CHAPITRE LXVIII. TOUT DÉPEND DE LA DISPOSITION INTÉRIEURE.
N'est-ce pas là aussi ce que nous apprenons dans l'Evangile, où, d'une part, on entend Pierre confesser que le Christ est Fils de Dieu[^1]; et, de l’autre, les démons faire le même aveu, dans les mêmes termes, mais d'un coeur bien différent[^2] ? Aussi c'est la même voix qui fait l'éloge de la foi de Pierre, et ferme la bouche impure des démons. Et de qui cette voix, sinon de celui qui pouvait pénétrer jusqu'à la racine de ces paroles, non à l'aide de l'oreille humaine, mais par l'intelligence divine, et tout discerner sans la moindre erreur?
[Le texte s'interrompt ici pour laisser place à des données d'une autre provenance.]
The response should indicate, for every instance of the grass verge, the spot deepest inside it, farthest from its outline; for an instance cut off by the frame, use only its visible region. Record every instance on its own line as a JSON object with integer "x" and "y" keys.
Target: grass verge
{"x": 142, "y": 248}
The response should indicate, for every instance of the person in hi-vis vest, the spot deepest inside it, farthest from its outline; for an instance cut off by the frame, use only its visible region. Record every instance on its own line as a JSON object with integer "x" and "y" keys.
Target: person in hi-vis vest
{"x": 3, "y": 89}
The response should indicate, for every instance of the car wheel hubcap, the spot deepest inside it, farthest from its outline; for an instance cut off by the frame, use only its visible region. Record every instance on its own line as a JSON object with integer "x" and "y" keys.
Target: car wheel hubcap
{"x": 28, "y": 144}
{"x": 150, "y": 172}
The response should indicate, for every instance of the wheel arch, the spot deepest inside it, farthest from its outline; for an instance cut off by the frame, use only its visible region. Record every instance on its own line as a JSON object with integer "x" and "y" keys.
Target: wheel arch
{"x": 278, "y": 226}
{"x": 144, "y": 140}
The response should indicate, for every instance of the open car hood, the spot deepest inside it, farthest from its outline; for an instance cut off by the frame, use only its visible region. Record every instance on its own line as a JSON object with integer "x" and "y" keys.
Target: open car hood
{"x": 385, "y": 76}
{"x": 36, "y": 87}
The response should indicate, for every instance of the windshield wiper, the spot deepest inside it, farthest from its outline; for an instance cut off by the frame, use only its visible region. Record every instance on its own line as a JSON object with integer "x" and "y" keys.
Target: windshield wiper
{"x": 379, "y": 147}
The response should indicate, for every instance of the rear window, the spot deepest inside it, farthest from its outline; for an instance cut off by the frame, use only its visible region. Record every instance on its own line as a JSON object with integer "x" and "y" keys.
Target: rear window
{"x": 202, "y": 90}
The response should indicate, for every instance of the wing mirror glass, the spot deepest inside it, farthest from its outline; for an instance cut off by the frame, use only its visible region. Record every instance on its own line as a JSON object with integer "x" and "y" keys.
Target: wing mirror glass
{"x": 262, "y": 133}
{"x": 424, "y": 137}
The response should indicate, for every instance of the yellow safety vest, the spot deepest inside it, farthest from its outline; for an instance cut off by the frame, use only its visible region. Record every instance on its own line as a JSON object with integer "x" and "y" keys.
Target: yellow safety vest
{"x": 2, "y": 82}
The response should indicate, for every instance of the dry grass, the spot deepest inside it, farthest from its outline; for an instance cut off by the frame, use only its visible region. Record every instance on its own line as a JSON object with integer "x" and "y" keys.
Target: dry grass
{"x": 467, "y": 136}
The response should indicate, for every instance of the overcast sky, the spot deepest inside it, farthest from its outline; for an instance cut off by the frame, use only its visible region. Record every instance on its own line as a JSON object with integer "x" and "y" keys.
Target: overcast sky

Combien d'autres hommes disent aussi que le Christ est le Fils du Dieu vivant et ne peuvent être comparés à Pierre; non-seulement ceux qui diront en ce jour-là : « Seigneur, Seigneur », et à qui on répondra : « Retirez-vous de moi[^3] » ; mais encore ceux qui seront séparés pour la droite[^4], parmi lesquels beaucoup n'auront pas renié le Christ même une seule fois, ne l'auront point détourné de souffrir pour notre salut, n'auront point forcé les Gentils à vivre à la manière des Juifs[^5], et cependant seront bien au-dessous de Pierre, assis sur l'un des douze sièges, et jugeant non-seulement les douze tribus, mais même les anges? De même aussi beaucoup d'hommes n'auront jamais convoité la femme du prochain, ni envoyé à la mort le mari de la femme convoitée, et néanmoins n'égaleront pas en mérites devant Dieu, David coupable de ces crimes. Tant il importe à chacun de connaître son intérieur, de voir ce qu'il doit condamner, afin de le déraciner complètement, et pour qu'une moisson riche et abondante s'élève à sa place. Car les agriculteurs préfèrent les champs qu'ils ont débarrassés d'une forêt d'épines et qui donnent ensuite au centuple, à ceux qui n'ont jamais eu d'épines et qui rendent à peine trente pour un.
-
Matt. XVI, 16.
-
Luc, VIII, 28.
-
Matt. VII, 22, 23.
-
Id. XXV, 33.
-
Gal. II, 14.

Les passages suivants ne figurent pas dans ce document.